Les amendes et les barrages continuèrent à pourvoir à l’entretien des ponts ; mais on voit de plus que le roi permettait de prendre dans ses forêts le bois nécessaire pour refaire certains ponts qui menaçaient ruine, et que les communes ne pouvaient restaurer faute d’argent. Quelquefois le roi se réservait une indemnité pécuniaire payable à de très longs termes. Enfin, nous remarquerons aussi que des difficultés s’élevaient entre des maires et des abbés au sujet de quelques planches qui servaient, dans une ville, au passage des piétons : non seulement on discutait pour savoir qui aurait le droit de les établir ou de les retirer, mais encore, ce premier point une fois décidé, renaissaient d’éternelles discussions pour régler qui payerait l’entretien de ces simples planches.
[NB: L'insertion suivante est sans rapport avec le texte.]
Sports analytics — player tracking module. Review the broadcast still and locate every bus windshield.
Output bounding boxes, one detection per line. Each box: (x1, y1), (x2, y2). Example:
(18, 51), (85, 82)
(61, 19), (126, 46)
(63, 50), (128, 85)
Pendant la seconde moitié du XIVe siècle, nous ne trouvons pas, dans les ordonnances des rois de France, de clauses spéciales qui intéressent la création ou l’entretien des ponts. Nous voyons seulement de nouveaux legs faits et acceptés dans ce but ; certains monastères sont alors obligés de contribuer à ces ouvrages d’utilité générale, et les juifs, pour la première fois, sont condamnés à en payer leur part. La hauteur et la largeur des planches ou passerelles sont réglées par des ordonnances, et quelques-unes furent même établies aux frais du roi.

Les juges ordinaires reprennent la surveillance de ces travaux, s’informent des personnes ou des communautés à la charge desquelles ces constructions doivent tomber et donnent leur avis sur les barrages momentanés. Le clergé, par des excommunications, cherche quelquefois à faire ajourner les travaux, comme il tâche aussi de protéger ceux qui intéressent les églises en accordant des indulgences faciles à acquérir. Déjà les hauts justiciers sont imposés pour une part dans ces travaux. Enfin, le roi, qui avait de plus grands intérêts à surveiller et à protéger dans son royaume, nomme des conservateurs chargés de visiter les ponts et de les faire entretenir et conserver en bon état. Avec leur apparition dans l’administration commença le règne de l’infortuné Charles VI.